6/10
Undoubted virtues don't save Gilliam's latest from being lost in narrative muddle and failure to identify
21 March 2014
Warning: Spoilers
In a dystopian alternative reality, disturbed cyber-worker Qohen Leth (he pronounces it "Cohen", others pronounce it "Quinn", to his annoyance) is beavering away at an answer to the big question "Why?" Others crossing his path are his immediate boss, a boss called Management, Management's teenage son, and a young lady who offers cybersex.

Welcome back Terry Gilliam, with another movie which features dazzling visuals in a fully realised world of its own (to me, clearly an alternate reality based on our own rather than the near future), and an impressive central performance from Christoph Waltz as Qohen.

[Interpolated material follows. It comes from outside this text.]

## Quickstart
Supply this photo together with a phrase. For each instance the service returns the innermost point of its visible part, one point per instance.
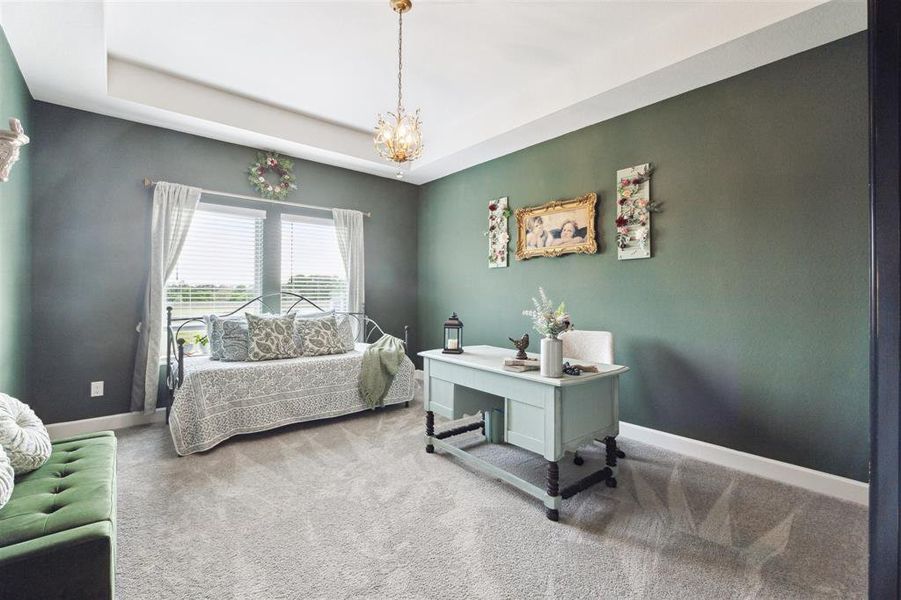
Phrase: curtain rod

Unfortunately, while the visuals capture the imagination throughout, the content does not. This rambling tale is muddled and confusing: it is far from clear what point (if any) it is trying to make. For me, the main reason for the film's narrative failure is that the world it is based in is sufficiently well realised that we recognise it as being very different from our own, which means it is difficult to attribute context to Qohen's behaviour - we don't know how troubled he is, or what the cure (if any) for his problems might be because we can't easily see what those problems are - perhaps, for instance, he is actually normal in this world he inhabits. It is really difficult to identify with him. Contrast Jonathan Pryce's Sam Lowry in Brazil (a film which The Zero Theorem resembles in some ways, both visually and thematically), a character we understand perfectly and identify with.

I like Terry Gilliam and his work, and his films are always interesting enough to be worth watching but, for me, this film failed.